6 : Penolakan

902 140 27
                                    

.

.

.

"NARUTO!"

Naruto menggeram malas mendengar teriakan sang Ibu, ia segera turun ketika selesai berbenah dengan kamarnya. Ibunya menunjukkan tepung dengan mata menyalak galak, Naruto berhenti menuruni tangga rumahnya ketika melihat itu.

"Memang Ibu menyuruhmu membeli tepung?! Ini yang mahal pula. Kau salah mengambil?!"

Naruto tertegun, ia segera menghampiri Ibunya dan melihat tepung kemas itu. Dirinya kemudian menepuk dahi, teringat sesuatu.

Mungkin saja saat ia menyarankan tepung yang murah pada Hinata, dirinya malah menaruh tepung mahal ini ke dalam troli-nya. Naruto berdecak, bisa-bisanya ia tidak sadar saat melakukan pembayaran! Harusnya ia cek juga struck belanjaannya!

"Maaf Bu, sepertinya kemasukan."

Kushina menghembuskan napasnya mendengar alasan putranya. "Lebih teliti lagi, mau bagaimanapun belanjaan ini memakai uangmu. Jangan boros!"

Naruto menghela napas. "Maaf, itu benar-benar tidak sengaja. Tak apa sesekali memakai tepung yang mahal Bu."

Kushina mendengus kasar. "Kalau membeli tepung yang biasanya, mungkin bisa dapat dua. Bisa-bisanya kau tidak selektif mengecek belanjaan."

Naruto menggaruk kepalanya, ia mendekati lemari pendingin untuk mengambil botol air. Lalu menuangnya ke dalam gelas. Ini semua karena Hinata bersamanya, ia menjadi lebih fokus pada wanita itu, juga pada penampilan wanita itu. Orang-orang di supermarket tidak berhenti menatap Hinata dari ujung kaki sampai kepala, tidak lelaki tidak perempuan, semuanya seperti terpesona dengan wanita itu. Naruto sendiri sampai was-was.

Bagaimana perasaan mendiang suami Hinata sewaktu dulu? Pasti lelaki itu tidak pernah merasa tenang.

"Naruto! Gelasnya penuh!" Kushina berteriak lagi, Naruto terperanjat saat gelasnya terisi penuh air dan membuat airnya membasahi lantai.

"Astaga!" Naruto segera membersihkannya, Kushina geleng-geleng kepala melihat kelakuan putranya belakangan ini. Sudah sering kali Kushina memergoki putranya melamun sambil senyum-senyum.
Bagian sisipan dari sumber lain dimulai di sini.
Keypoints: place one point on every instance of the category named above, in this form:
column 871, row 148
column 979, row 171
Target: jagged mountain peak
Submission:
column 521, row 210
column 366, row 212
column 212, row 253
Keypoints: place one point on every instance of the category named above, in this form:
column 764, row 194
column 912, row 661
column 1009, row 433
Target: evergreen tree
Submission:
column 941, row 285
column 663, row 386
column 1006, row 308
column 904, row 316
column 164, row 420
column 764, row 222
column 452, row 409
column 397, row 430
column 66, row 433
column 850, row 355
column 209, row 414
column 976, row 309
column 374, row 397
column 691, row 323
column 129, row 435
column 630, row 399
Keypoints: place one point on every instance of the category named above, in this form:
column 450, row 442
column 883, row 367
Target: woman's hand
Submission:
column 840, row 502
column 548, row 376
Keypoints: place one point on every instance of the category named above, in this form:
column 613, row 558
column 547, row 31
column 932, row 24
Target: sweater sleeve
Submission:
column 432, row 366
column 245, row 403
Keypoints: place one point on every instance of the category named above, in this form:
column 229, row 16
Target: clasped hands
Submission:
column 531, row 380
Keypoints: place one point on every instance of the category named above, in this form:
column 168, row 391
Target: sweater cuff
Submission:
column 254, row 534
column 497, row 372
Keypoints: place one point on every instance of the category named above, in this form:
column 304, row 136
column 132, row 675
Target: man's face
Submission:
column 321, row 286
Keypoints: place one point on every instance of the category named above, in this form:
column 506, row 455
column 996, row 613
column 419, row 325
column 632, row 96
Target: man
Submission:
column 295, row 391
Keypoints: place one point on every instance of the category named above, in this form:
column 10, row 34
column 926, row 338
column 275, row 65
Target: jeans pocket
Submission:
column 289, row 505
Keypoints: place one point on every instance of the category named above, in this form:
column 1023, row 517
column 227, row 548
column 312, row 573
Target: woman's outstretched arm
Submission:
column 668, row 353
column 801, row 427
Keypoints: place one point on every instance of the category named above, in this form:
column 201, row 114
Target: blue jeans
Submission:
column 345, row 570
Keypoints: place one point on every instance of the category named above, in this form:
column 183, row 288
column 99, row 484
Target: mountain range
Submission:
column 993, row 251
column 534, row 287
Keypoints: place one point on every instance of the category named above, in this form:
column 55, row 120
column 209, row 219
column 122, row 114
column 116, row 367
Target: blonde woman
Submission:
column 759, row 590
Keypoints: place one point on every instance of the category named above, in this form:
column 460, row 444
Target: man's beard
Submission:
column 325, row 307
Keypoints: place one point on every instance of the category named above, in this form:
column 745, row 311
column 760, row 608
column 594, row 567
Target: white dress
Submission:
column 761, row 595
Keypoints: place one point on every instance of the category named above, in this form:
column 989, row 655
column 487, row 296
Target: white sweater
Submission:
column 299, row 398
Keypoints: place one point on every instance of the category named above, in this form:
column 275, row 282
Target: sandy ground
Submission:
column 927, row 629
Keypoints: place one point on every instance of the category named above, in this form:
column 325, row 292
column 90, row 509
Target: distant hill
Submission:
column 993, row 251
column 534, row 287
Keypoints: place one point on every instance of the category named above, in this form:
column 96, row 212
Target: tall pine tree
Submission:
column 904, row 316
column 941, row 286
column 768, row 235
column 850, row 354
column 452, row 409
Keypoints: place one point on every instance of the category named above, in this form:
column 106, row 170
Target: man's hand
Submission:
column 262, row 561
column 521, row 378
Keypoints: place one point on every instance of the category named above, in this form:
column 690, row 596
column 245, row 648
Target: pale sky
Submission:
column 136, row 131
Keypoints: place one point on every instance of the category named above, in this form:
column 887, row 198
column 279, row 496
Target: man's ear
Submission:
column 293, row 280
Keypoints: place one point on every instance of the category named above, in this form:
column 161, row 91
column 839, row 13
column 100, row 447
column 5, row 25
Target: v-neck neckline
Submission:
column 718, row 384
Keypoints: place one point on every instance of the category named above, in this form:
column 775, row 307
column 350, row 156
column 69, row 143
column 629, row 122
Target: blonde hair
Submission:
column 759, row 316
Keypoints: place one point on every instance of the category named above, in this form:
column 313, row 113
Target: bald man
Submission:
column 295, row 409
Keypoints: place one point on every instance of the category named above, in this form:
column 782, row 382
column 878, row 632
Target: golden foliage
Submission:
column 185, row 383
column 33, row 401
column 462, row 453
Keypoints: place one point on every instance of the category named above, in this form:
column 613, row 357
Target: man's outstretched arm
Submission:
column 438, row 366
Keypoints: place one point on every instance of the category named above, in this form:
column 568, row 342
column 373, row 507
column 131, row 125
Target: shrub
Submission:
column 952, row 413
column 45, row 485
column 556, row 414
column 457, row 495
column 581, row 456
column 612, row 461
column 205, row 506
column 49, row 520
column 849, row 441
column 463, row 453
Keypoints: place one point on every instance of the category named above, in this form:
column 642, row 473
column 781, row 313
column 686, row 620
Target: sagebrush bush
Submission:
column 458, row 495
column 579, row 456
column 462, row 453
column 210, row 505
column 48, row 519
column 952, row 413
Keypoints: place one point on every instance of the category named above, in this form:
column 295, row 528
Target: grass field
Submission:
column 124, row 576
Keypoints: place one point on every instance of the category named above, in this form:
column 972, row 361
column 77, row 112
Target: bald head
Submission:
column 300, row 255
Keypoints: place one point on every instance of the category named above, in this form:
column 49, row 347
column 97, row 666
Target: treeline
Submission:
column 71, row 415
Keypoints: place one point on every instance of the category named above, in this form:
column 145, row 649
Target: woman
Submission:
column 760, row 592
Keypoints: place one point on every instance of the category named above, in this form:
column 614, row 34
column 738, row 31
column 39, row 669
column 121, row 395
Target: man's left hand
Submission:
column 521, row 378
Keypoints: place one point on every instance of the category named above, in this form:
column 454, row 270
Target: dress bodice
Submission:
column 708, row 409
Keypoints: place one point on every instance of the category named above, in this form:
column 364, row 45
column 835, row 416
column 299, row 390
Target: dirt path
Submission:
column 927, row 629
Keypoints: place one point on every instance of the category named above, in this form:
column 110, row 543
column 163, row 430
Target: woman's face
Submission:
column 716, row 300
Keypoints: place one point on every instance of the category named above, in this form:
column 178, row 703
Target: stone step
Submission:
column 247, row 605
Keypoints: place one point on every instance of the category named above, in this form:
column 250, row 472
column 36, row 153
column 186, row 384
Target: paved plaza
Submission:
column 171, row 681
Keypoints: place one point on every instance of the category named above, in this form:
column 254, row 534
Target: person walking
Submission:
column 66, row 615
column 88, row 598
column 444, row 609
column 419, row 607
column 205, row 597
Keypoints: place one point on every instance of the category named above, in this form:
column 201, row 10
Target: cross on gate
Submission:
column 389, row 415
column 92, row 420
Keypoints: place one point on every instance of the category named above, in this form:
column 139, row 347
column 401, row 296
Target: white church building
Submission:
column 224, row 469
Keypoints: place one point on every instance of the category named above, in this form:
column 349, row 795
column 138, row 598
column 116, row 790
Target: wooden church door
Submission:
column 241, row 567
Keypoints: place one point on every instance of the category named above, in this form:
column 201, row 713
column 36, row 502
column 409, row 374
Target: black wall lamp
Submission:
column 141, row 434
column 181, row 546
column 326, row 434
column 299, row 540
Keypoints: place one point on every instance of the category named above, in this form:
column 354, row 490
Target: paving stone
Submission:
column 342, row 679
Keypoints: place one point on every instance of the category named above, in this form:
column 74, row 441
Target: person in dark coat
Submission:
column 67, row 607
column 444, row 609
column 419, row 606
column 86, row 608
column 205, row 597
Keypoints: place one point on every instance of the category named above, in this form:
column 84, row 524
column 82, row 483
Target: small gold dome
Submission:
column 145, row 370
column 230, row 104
"Dasar anak bujang! Apa yang kau pikirkan sebetulnya?!" Kushina membantu membersihkan, lagi-lagi, Naruto menggaruk kepalanya yang tak gatal. Rasanya jadi kacau hanya karena kepalanya memikirkan Hinata. Kalau begini, Naruto tidak ada bedanya dengan teman-teman kantornya yang mesum.

"Maaf Bu, tidak sengaja." Naruto meringis, Kushina berdecak dan mengelap pantri dapur sampai bersih.

"Bagaimana kalau menikah nanti?! Kau masih seperti anak kecil begini! Nanti Ibu yang malu tahu!"

Naruto mengerucutkan bibirnya mendengar ucapan sang Ibu. Malu katanya? Ibunya tidak tahu saja kalau di kantor dirinya yang paling sering dijodoh-jodohkan dengan gadis cantik karena rupa wajahnya yang mirip sang Ayah, terlihat gagah dan serius, Naruto yang paling sering di dekati perempuan daripada ia yang mendekati.

"Nanti kalau istrimu tahu kau itu masih seperti anak kecil, apa-apa diberitahu, pasti istrimu kerepotan!"

Naruto berdecak. "Ibu mulai bicara aneh-aneh."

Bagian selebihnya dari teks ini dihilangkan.